To give you a flavor of model training at Pinterest, all the machine learning training jobs at Pinterest are orchestrated through our unified machine learning API which is, which has very tight integrations with the rest of the Pinterest ecosystem.

Our training jobs overall cover over on an order of tens of petabytes of data and thousands of features. So this is actually a very large machine learning data set.

We run all kinds of jobs from single node, single GPU jobs to multi node, multi GPU jobs and the span board, distributed data parallel and fully shard data parallel. On an average, we run about thousands of daily training jobs and we have seen an unprecedented 100% year over year growth in the number of training jobs.

So this has lasted, you can see on the chart below that for the last two years, we have seen a doubling of the number of training jobs every year and the growth continues and there is a corresponding growth in the amount of GPUs that we consume.

To give a little bit of a deeper dive. The default training type that we use is a P4D instance, which is the NVIDIA A100 family and we are actively evaluating P5. So majority of our training runs on these P4D instance types, but we also have certain large scale model training workloads which are extremely compute and memory bound. And for these, we use P4D instance types which have the 80GB GPU memory of the A100 variant.

The other traditional machine learning workload and offline setting is the batch inference. And as Samantha said, I think these G5 instances are ideal for inference. And so majority of our batch inference workload actually runs on G5.

And then there's a special case of incremental retraining where our models train from scratch using P4Ds.

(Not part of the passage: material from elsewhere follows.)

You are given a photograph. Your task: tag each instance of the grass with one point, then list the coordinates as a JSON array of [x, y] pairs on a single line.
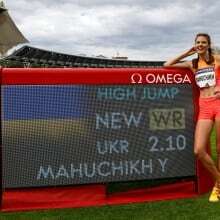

And then an hour retraining happens using G5. So you can see a single ML workload is using a mix of P4D and G5.

The reason why I'm mentioning all of this is you can already see that just for one company's training workloads, we are using all four different types of instances here and this is on purpose because they are tailor made for those specific kinds of workloads.

There are two types of training jobs that we typically observe ones that last for hours, two days and we typically run them on our own internal CITIES orchestration platform. But there are also certain long, long jobs that can last for weeks to months. You can think of these as the more large scale pre training jobs that you have heard of in the industry. For those specifically we use AWS Batch and Ultra Clusters.

If I can draw your attention to the diagram, you can see that all of this machine learning training workloads are orchestrated through the TCPA P gateway. So this is a unified entry point and this actually allows us to innovate underneath where below you can see that there are three different boxes.

The first one is Pinter's internal CITIES infrastructure. Again, within that you can see we have both G5 and P40 instance types. And the second box, there is actually AWS Batch in which we run P4Ds as themselves or we run it as an Ultra Cluster of P4D. And I'll talk a little bit more about this later. And we are also excited about the eval of Amazon EKS because of its open source friendliness and we are probably exploring using it for.

So what are these workloads that we run? As I said, Pinterest is a very real time app where we recommend you content based on your interests. And so recommends are a very common workload that we see. But our recommends are not the traditional recommends that most are familiar with. Our recommends are actually state of the art models. These can range anywhere from 100 million all the way up to 5 to 10 billion parameters in size if you consider large embedding tables.

And the key part that I want to highlight here is compared to our CPU baseline just two years ago, the models that we currently serve are almost 100 times larger than the number of floating point operations that they use. So these are very expensive models. They typically train on 7 to 30 days of training data and they train on 8 to 16 GPUs using distributed data parallel.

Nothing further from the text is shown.